Murder in Amsterdam: The Death of Theo Van Gogh and the Limits of Tolerance
- First edition
- Author: Ian Buruma
- Language: English
- Subject: Theo van Gogh
- Publisher: Penguin Press HC
- Publication date: September 7, 2006
- Publication place: United States
- Media type: Print (Hardcover, Paperback), E-book
- Pages: 288
- ISBN: 978-1594201080
- OCLC: 969657698

= Murder in Amsterdam =

2006 book by Ian Buruma

Murder in Amsterdam: The Death of Theo Van Gogh and the Limits of Tolerance is a 2006 book by Ian Buruma. The Guardian describes it as, "part reportage, part essay." It explores the impact of mass immigration from Muslim countries on Dutch culture through the lens of the murder of film director and anti-immigration activist, Theo van Gogh.
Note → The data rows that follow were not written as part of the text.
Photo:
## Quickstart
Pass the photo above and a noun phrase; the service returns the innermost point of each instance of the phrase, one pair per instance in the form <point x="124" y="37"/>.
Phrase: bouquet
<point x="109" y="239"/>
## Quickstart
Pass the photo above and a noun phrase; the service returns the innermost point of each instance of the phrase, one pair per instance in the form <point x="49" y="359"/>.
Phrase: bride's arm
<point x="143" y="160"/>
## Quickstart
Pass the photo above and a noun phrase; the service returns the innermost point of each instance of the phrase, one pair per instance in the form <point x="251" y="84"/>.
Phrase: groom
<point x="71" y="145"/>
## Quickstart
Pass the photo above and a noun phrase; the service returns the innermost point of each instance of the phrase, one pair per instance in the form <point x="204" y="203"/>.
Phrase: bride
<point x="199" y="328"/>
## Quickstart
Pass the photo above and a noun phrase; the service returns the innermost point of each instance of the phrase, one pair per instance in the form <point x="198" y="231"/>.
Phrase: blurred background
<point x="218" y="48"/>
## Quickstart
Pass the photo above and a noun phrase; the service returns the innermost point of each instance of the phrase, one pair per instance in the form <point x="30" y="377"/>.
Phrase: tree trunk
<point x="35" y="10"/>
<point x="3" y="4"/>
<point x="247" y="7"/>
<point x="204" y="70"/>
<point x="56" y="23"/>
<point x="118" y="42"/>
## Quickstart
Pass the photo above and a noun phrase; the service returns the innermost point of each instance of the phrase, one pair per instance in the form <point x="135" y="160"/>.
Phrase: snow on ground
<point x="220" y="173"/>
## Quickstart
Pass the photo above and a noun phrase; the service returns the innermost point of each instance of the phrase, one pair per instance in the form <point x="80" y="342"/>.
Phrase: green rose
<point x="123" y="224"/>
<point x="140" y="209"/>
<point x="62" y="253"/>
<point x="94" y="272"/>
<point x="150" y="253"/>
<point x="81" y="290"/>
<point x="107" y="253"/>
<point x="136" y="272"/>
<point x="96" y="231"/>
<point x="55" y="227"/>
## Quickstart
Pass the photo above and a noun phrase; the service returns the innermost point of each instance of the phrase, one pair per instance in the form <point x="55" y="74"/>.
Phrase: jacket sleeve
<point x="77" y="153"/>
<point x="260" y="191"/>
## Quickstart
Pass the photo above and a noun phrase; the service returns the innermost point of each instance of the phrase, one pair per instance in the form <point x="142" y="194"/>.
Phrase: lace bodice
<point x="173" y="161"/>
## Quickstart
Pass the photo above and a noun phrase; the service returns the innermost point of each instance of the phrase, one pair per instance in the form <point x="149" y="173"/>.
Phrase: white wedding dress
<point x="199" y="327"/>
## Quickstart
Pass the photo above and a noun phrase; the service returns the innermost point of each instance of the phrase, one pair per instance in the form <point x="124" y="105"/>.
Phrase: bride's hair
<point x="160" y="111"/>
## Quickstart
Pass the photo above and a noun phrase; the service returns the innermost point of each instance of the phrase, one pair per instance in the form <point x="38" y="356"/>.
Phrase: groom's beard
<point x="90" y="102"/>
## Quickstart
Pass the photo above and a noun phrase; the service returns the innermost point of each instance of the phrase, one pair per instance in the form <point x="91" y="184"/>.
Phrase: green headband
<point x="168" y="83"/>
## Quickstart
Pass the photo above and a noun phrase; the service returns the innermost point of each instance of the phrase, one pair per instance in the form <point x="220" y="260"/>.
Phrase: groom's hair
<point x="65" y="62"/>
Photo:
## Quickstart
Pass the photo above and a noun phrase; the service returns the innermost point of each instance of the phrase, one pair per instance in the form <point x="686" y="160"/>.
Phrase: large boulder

Murder in Amsterdam won the 2006 Los Angeles Times Book Prize.

==Argument==
Buruma argues that conservatives have "commandeered" the liberal values of the European Enlightenment to portray Islam and Western culture as "competing, hostile versions of absolute truth."
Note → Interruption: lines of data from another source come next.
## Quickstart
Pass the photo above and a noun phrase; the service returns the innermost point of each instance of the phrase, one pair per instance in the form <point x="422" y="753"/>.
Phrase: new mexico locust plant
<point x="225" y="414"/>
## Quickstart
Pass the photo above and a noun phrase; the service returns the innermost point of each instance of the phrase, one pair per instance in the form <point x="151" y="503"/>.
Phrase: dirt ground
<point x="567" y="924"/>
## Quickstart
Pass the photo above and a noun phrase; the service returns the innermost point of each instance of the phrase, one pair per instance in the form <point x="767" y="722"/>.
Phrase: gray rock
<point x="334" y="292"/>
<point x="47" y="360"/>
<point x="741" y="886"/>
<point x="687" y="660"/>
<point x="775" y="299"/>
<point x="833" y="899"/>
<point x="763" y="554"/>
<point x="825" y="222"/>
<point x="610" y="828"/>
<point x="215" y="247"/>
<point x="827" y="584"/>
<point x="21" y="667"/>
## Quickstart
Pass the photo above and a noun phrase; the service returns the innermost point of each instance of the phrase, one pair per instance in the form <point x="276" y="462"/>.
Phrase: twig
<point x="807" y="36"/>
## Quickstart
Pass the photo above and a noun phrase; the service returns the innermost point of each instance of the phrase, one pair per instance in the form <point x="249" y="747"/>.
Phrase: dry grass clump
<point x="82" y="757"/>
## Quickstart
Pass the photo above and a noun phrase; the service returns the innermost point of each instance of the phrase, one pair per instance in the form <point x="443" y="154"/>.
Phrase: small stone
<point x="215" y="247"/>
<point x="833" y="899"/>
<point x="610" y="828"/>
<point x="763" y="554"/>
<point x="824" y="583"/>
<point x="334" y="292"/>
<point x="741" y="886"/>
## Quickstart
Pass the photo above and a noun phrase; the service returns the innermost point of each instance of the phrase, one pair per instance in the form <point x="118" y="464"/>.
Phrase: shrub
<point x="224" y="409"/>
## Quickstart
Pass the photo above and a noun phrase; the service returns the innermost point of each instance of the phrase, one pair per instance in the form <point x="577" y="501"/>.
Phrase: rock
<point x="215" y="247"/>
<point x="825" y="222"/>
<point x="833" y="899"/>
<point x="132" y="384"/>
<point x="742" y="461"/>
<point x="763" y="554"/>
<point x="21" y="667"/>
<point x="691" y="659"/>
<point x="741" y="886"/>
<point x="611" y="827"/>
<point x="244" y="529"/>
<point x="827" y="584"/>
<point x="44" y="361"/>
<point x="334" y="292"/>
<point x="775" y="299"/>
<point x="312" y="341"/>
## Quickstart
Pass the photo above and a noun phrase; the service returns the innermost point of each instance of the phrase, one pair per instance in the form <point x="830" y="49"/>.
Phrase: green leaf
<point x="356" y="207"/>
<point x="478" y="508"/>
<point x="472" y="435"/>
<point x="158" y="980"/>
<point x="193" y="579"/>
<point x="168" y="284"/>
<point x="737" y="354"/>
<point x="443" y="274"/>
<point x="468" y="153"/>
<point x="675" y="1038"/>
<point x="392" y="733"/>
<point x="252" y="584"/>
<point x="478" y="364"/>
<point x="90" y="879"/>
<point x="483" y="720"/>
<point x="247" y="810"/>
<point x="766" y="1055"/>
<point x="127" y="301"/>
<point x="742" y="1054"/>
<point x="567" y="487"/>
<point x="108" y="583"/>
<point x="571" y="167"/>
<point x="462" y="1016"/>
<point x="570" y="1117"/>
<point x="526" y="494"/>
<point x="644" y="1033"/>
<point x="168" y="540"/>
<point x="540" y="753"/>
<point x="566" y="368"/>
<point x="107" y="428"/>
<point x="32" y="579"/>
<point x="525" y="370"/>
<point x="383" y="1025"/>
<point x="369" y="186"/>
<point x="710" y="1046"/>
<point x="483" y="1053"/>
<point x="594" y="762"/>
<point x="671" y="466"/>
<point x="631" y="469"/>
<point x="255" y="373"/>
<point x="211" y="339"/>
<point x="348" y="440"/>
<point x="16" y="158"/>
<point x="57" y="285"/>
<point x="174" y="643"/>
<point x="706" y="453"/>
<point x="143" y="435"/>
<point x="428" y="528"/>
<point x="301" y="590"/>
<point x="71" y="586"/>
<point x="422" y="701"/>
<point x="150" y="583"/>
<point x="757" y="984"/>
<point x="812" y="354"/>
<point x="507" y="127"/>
Buruma argues that murderers like the young Muslim who killed Theo van Gogh are driven to action by the failure of Dutch society to recognize them as full members of Dutch society, their new homeland.

He concluded with a vague hope that reason and civility will prevail.

==Reception==
Christopher Caldwell wrote that Buruma is "less interested in the details of the killing than in what followed: the ideologies vindicated or discredited, the prejudices revealed and the doubts cast on the workability" of what Buruma regarded as Amsterdam's new, almost 50% immigrant society. Buruma cited data showing that Amsterdam 1999, was 45 per cent foreign in 1999, and would be 52% foreign by 2015.

==Ongoing impact==
The book is regarded as an early exploration of the process of Islamist radicalization and commitment to Jihad. Buruma explores the steps by which in only a few months time, van Gogh's murderer, Mohammed Bouyeri, a young man born in the Netherlands and living a secular life, gave up Western clothing, donned a djellaba and prayer cap, stopped using alcohol and marijuana, grew a beard, stopped dating, cut all ties with old friends, and murdered a man, explaining in court that his Muslim faith required him “to chop off the head of anyone who insults Allah and the prophet.”